Mit Sturmmasken verwirrte die aggressive russische Vorband das Publikum, welches sich lieber in lange Schlangen zum Bierholen, der Jackenabgabe oder dem Toilettengang einreihte, als wirklich dem zu folgen, was auf der Bühne passierte. Auch nach einer halben Stunde wollte die Stimmung nicht wirklich überspringen und so entschied man sich, noch mehr Bier zu trinken. “Antifaschista”-Rufe wurden jedoch aus voller Kehle mitgegröhlt, sodass die eigentümliche Atmosphäre langsam Platz machte für die Broilers vom Band und später auch Feine Sahne Fischfilet.

Das junge Publikum – vornehmlich die gesamte Punkszene Münchens und die, die es gerne wären, aber bei den Eltern in Grünwald leben – starteten den Pogo noch, bevor die Band überhaupt auf die Bühne kommen konnte. Aber der Antifaschista Spruch läuft und wird von der Halle Lautstark mitgeschriehen.

Als die Hauptshow losging, fragte man sich unweigerlich, ob es noch dieser echte Punk ist oder ob es doch eigentlich ein längst vergessener Stil aus der Schule ist, dem man sich anschloss, um zumindest gegen irgendetwas rebellieren zu können.

Bei “Alles auf Rausch” kippt der Sänger sein Bier in die Menge mit einem Verweis auf die CSU, welche das erste Konzert der Band in München verbieten wollte.

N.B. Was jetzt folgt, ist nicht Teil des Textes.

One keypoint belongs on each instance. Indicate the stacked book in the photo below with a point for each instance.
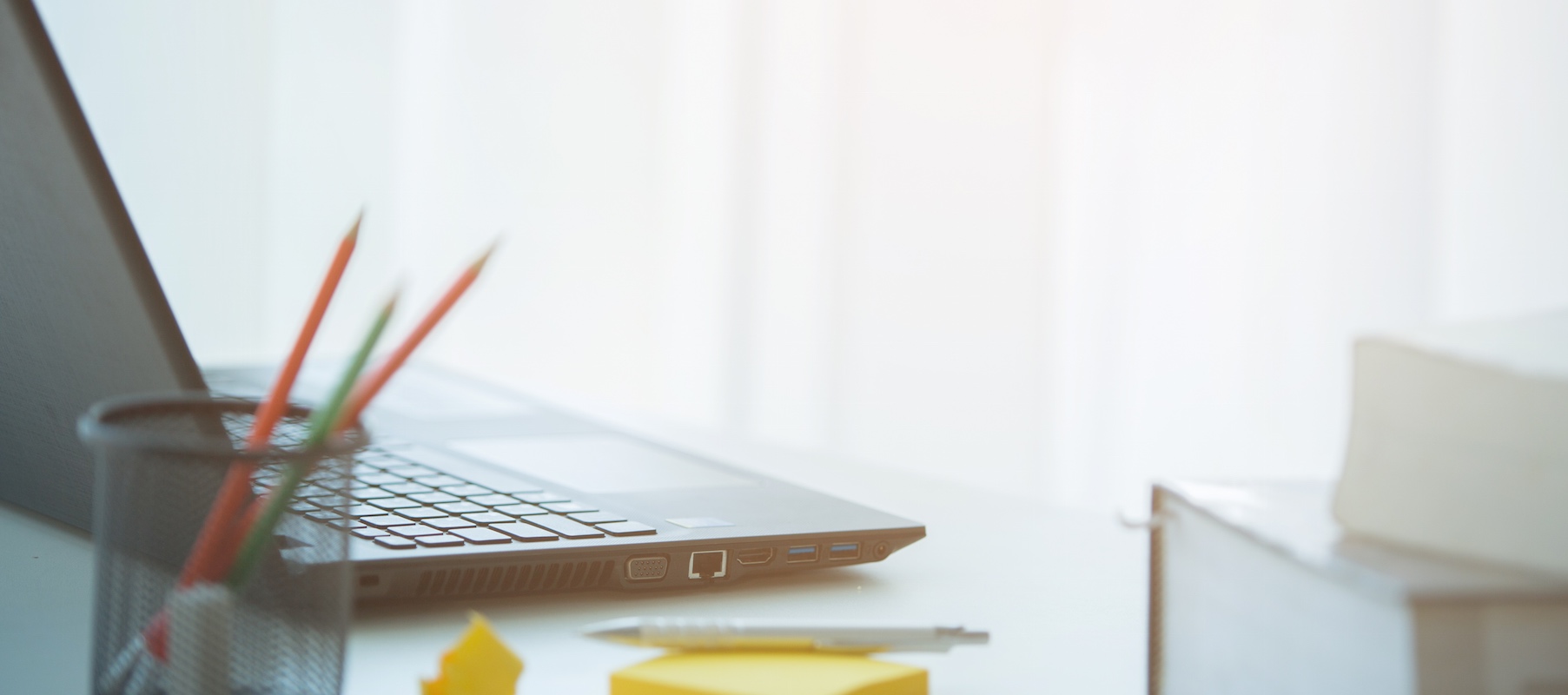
(1437, 566)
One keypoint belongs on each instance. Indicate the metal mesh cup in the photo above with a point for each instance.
(161, 463)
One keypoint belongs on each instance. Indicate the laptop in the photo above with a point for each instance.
(467, 490)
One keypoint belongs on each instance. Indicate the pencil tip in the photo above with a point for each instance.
(354, 229)
(485, 256)
(397, 290)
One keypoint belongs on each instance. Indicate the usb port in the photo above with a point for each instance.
(755, 556)
(844, 551)
(802, 554)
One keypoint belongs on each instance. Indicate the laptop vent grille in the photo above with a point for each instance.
(555, 576)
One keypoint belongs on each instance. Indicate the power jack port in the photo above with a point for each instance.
(707, 566)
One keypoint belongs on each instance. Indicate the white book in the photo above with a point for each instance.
(1459, 441)
(1254, 590)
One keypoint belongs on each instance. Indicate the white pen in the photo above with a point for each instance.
(783, 634)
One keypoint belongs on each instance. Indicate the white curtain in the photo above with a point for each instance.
(1053, 248)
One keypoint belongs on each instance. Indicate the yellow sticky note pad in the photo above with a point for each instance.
(767, 673)
(479, 664)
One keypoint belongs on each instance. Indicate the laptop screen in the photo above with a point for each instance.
(82, 315)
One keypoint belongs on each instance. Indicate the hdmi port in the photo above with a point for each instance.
(755, 556)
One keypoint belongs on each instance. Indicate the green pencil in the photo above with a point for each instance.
(321, 422)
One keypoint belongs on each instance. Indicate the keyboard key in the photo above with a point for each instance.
(526, 533)
(568, 507)
(596, 517)
(491, 500)
(411, 469)
(420, 513)
(482, 535)
(449, 523)
(460, 507)
(565, 526)
(370, 493)
(407, 488)
(465, 468)
(466, 490)
(521, 510)
(627, 527)
(414, 531)
(440, 480)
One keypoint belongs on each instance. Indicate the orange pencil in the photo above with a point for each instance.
(212, 553)
(235, 486)
(367, 387)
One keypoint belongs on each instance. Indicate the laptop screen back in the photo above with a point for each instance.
(82, 315)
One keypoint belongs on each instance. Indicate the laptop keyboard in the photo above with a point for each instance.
(403, 504)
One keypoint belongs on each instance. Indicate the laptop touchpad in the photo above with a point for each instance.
(598, 463)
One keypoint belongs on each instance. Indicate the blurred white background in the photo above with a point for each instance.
(1045, 247)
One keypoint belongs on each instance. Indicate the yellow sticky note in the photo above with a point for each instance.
(479, 664)
(767, 673)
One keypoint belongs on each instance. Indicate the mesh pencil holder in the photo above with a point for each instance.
(161, 465)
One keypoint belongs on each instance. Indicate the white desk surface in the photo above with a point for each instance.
(1063, 595)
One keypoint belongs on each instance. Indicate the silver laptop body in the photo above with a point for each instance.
(529, 498)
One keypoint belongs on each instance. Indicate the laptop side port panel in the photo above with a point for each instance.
(755, 556)
(844, 551)
(800, 554)
(646, 568)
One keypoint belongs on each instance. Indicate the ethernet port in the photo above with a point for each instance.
(707, 566)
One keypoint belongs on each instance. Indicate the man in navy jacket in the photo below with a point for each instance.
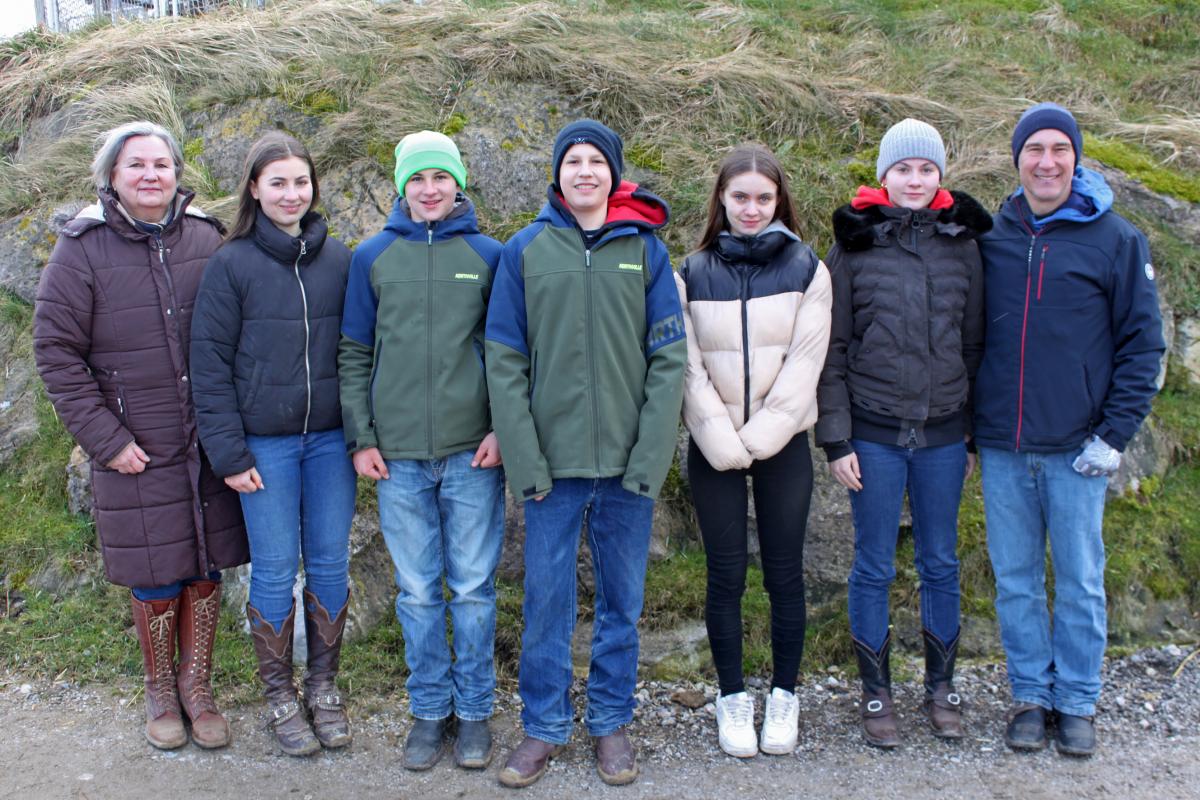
(1072, 354)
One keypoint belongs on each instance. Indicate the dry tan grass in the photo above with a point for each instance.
(684, 84)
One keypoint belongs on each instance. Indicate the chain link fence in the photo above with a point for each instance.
(65, 16)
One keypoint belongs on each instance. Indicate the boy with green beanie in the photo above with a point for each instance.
(415, 413)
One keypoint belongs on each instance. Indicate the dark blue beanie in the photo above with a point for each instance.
(1047, 115)
(599, 136)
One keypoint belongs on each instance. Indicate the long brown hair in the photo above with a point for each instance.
(748, 158)
(271, 148)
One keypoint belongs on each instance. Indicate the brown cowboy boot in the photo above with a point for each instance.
(155, 623)
(879, 716)
(329, 719)
(274, 651)
(199, 605)
(943, 705)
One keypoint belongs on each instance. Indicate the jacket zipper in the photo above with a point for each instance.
(745, 347)
(1025, 325)
(592, 366)
(307, 370)
(171, 293)
(429, 338)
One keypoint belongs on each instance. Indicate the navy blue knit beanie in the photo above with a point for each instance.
(1047, 115)
(599, 136)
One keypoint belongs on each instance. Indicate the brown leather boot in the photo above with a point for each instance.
(274, 651)
(943, 705)
(879, 715)
(155, 621)
(199, 605)
(329, 719)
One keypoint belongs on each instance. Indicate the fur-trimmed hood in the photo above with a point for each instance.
(857, 230)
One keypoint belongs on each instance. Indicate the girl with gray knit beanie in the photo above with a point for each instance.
(894, 403)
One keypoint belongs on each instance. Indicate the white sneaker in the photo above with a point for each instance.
(735, 725)
(780, 722)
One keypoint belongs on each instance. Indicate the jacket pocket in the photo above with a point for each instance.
(252, 386)
(112, 383)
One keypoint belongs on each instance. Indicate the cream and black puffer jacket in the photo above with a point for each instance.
(757, 316)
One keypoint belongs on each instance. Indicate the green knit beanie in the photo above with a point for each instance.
(427, 150)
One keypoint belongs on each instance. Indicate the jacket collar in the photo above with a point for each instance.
(461, 221)
(286, 248)
(630, 209)
(760, 248)
(874, 224)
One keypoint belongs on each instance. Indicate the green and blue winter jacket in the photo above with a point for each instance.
(586, 349)
(411, 361)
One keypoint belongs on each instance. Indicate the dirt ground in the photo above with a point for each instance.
(60, 740)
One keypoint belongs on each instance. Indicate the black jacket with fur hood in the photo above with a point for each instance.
(907, 325)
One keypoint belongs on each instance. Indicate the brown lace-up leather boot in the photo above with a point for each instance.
(274, 651)
(943, 705)
(199, 605)
(879, 715)
(329, 719)
(155, 621)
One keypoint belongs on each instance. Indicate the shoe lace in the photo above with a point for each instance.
(739, 710)
(779, 708)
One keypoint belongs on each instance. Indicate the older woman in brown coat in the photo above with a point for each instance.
(111, 337)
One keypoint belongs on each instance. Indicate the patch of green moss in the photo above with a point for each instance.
(382, 152)
(321, 102)
(193, 149)
(1138, 163)
(646, 156)
(454, 124)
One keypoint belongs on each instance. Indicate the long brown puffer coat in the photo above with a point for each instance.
(111, 338)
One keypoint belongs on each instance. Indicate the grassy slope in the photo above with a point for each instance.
(819, 82)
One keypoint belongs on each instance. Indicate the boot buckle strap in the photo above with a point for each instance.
(330, 702)
(285, 711)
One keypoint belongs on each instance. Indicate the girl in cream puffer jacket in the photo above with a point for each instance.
(756, 307)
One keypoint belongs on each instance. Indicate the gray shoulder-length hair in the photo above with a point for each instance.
(112, 142)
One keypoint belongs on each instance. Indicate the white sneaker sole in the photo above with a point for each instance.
(737, 752)
(779, 750)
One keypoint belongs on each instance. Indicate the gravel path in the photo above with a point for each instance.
(60, 740)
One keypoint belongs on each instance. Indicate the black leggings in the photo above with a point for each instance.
(783, 488)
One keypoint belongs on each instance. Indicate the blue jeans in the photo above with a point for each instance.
(147, 594)
(1026, 498)
(444, 517)
(305, 507)
(618, 525)
(933, 476)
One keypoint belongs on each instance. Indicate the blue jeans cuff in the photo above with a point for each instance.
(473, 716)
(546, 734)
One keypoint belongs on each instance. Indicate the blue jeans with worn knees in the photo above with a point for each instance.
(147, 594)
(445, 518)
(1029, 497)
(304, 509)
(618, 531)
(933, 477)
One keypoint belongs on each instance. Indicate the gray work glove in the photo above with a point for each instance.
(1098, 458)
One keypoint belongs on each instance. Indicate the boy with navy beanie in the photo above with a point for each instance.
(586, 356)
(1073, 349)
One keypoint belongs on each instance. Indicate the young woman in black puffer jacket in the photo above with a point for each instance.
(264, 382)
(894, 403)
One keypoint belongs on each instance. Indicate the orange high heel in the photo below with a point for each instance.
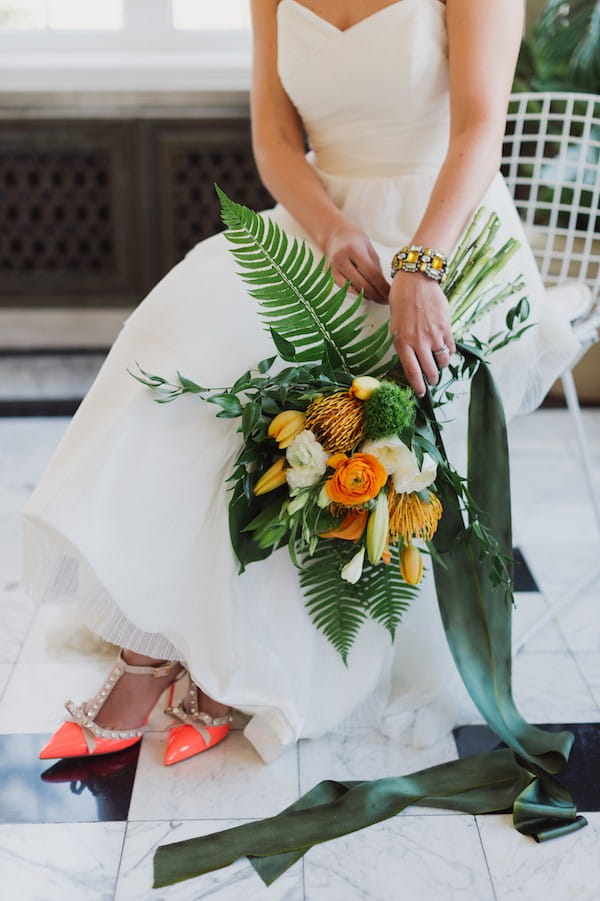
(199, 731)
(82, 737)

Und jetzt sei die Zeit gekommen, um deren Kinder umzukrempen. Na dann!

Es war ein Konzert bei gefühlten 50 Grad und 90% Luftfeuchtigkeit, bei dem sich am Ende doch alle die Hand reichten, gemeinsam für eine bessere Welt sagen. Die Hoffnung stirbt ja bekanntlich zuletzt und so war es auch mit diesem Konzert.(A.E.)